More than 150 delegates attended the combined International Conference on Music Since 1900 and Music Analysis Conference at Lancaster University. The conferences offered attendees the opportunity to hear papers covering a multiplicity of topics, a selection of concerts and a number of pieces related to some of the talks in a listening room to which delegates had access. Due to the plurality of subject matters, papers were categorised by theme, and sessions then ran in parallel. The plenary sessions included keynote lectures by Henry Klumpenhouwer from the University of Alberta, who presented a trio of vignettes offering different approaches to music and analysis, and Philip Bohlman from the University of Chicago, whose paper, ‘Analysing Aporia’, explored the analysis of silence, or the absence of sound, within music of various cultures. In this report, I will discuss a cross-section of the presentations in order to provide readers with a flavour of the diversity of topics covered over the four days.

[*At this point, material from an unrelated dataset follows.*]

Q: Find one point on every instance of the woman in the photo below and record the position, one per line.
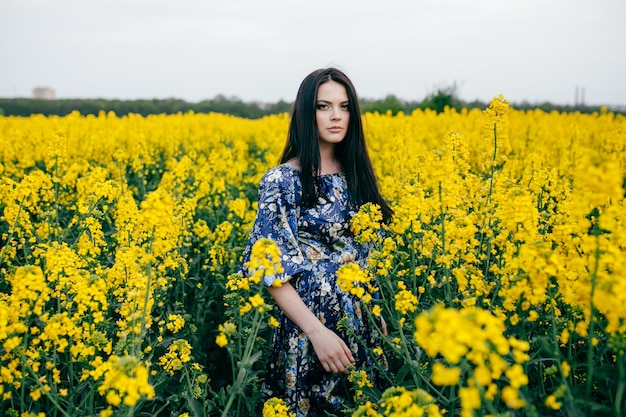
(305, 206)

The first afternoon saw Keith Potter (Goldsmiths, University of London) and John Pymm (University of Wolverhampton) give a joint paper that focused on Steve Reich’s seminal work, It’s Gonna Rain. The presenters provided a fascinating insight into how this piece came about, drawing on original source documents such as Reich’s tape recordings from that significant day in October 1964, alongside his manuscript sketches. The following morning, Flora Henderson (SOAS), one of the speakers in the session entitled ‘Culture, Identity and Place’, brought along a shakuhachi flute to help demonstrate the importance to this instrument of timbre and pitch in her talk, ‘Analysing Timbre as a Cross-Cultural Musical Experience’. A number of composers, most famously Toru Takemitsu, have attempted to blend traditional Japanese instruments with those found in Western orchestras. She argued that analyses of such compositions have proved challenging due to the emphasis on timbre for non-Western instruments. On Friday afternoon, Helen Alexander (Glasgow University) gave a paper that centred on the way composers matched music to visuals in MGM’s animated cartoons of the 1930s to 1950s in order to heighten comic effect for audio-viewers. Focusing on contrasting clips from two different Tom and Jerry cartoons scored by Scott Bradley, the speaker illustrated the importance of musical phrasing to maximise the humour of the visuals, and was rewarded by the reaction of her audience to the examples she played, which cemented her well-made points.

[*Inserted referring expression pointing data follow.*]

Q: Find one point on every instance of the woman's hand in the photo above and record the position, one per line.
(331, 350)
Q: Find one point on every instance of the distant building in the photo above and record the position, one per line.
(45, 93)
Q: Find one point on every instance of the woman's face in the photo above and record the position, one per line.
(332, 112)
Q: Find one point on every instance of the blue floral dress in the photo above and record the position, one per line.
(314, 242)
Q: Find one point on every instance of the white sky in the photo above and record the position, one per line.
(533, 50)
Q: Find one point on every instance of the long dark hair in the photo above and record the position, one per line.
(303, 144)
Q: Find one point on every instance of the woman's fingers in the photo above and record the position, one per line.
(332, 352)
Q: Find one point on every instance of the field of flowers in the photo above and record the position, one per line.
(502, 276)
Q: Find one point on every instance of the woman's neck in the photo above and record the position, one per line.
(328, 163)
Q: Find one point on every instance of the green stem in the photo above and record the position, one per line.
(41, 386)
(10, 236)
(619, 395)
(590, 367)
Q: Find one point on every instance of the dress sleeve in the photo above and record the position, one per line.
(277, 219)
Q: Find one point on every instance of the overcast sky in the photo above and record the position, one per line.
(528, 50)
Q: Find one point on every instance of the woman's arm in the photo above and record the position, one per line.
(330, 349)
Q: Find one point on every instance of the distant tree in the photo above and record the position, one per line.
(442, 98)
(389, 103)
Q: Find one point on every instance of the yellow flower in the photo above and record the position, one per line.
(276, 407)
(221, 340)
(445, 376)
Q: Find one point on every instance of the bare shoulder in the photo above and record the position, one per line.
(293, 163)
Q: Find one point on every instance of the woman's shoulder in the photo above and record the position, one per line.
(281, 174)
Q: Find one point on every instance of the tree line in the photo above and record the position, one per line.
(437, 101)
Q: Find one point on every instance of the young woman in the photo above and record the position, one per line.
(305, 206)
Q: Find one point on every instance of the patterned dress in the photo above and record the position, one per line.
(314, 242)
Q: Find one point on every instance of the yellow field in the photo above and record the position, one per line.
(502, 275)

One of the parallel sessions on Saturday morning considered the topic of Music and Place. The paper presented by Sarah Hill (Cardiff University) explored the relationship between psychedelia and ‘art’ music in San Francisco during the 1960s. As she explained, the seminal minimalist piece, In C by Terry Riley, was composed during the period when the psychedelic pop movement was at its height. Hill provided an absorbing insight into the interactions between the two genres in the city at that time. The second Music and Screen session took place that afternoon. Amongst the speakers was Catherine Haworth (University of Huddersfield), who presented an intriguing paper on the musical representation of the femme fatale in the film noir Out of the Past (1947), by illustrating the different ways in which a popular song is used as part of the narrative to exemplify the two sides to the personality of the film’s main female character.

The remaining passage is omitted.